When Your Server Lags Only When You're Not Watching: Fixing IRQ Imbalance
When Your Server Lags Only When You’re Not Watching: Fixing IRQ Imbalance
TL;DR: My Proxmox server had mysterious network lag that disappeared the moment I opened htop to investigate. Turned out all network interrupts were being handled by a single CPU core. After enabling irqbalance, tuning RPS, and adjusting network buffers, the lag vanished for good. Here’s how to diagnose and fix IRQ imbalance on your own server.
The Observer Effect Bug
You know that feeling when your car makes a weird noise for weeks, but the moment you drive it to the mechanic, it runs perfectly? That was my Proxmox server last month.
The symptoms:
- Random network lag spikes (200-500ms ping jumps)
- Container web services occasionally timing out
- SSH sessions freezing for 2-3 seconds randomly
- The kicker: The moment I SSH’d in and ran
htopor opened Netdata, everything ran smoothly
This is the most frustrating kind of bug - one that hides when you try to observe it. Schrödinger’s lag, if you will.
💡 Spoiler: This isn’t magic. When you run monitoring tools, they spin up processes on different CPU cores, which temporarily shifts the workload and gives the overloaded core a moment to catch up. It’s like unclogging a drain by running water through a different pipe.
Prerequisites
Before we dive in, you’ll need:
- A Linux server (I’m using Proxmox, but this applies to any Debian/Ubuntu-based system)
- Root access
- Basic familiarity with the command line
- About 30 minutes for diagnostics and fixes
- Patience (some of this involves watching counters tick up)
Knowledge level: Intermediate - I’ll explain concepts, but you should be comfortable with SSH and editing system files.
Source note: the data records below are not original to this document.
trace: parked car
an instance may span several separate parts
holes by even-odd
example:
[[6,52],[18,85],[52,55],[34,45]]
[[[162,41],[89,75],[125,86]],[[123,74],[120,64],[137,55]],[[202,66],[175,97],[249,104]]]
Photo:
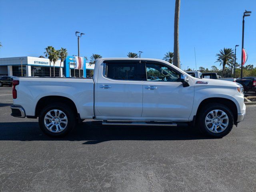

Step 1: Security Check First
When weird performance issues show up out of nowhere, my first thought is always: “Did someone break in?”
Before optimizing anything, I checked for:
# Check for suspicious processes
ps aux | grep -iE 'xmr|crypto|mine'
# Look for unauthorized SSH keys
cat ~/.ssh/authorized_keys
find /home -name authorized_keys -exec cat {} \;
# Check for rootkits
apt install -y chkrootkit rkhunter
chkrootkit
rkhunter --check --skip-keypress
# Review running network connections
netstat -tulpn | grep ESTABLISHED
# Check cron jobs for weird stuff
crontab -l
cat /etc/cron.d/*
Everything came back clean. No crypto miners, no suspicious processes, no unauthorized access. Good, but now I had to actually debug the real problem.
⚠️ Warning: Never skip this step. Performance issues can be symptoms of compromise. Always rule out security issues before assuming it’s just a configuration problem.
Step 2: Discovering the IRQ Imbalance
After ruling out malware, I started looking at resource distribution. First stop: interrupts.
What are IRQs anyway?
IRQ (Interrupt Request) is how hardware devices (like your network card) get the CPU’s attention. When a network packet arrives, the NIC says “Hey CPU, I got something for you!” via an interrupt.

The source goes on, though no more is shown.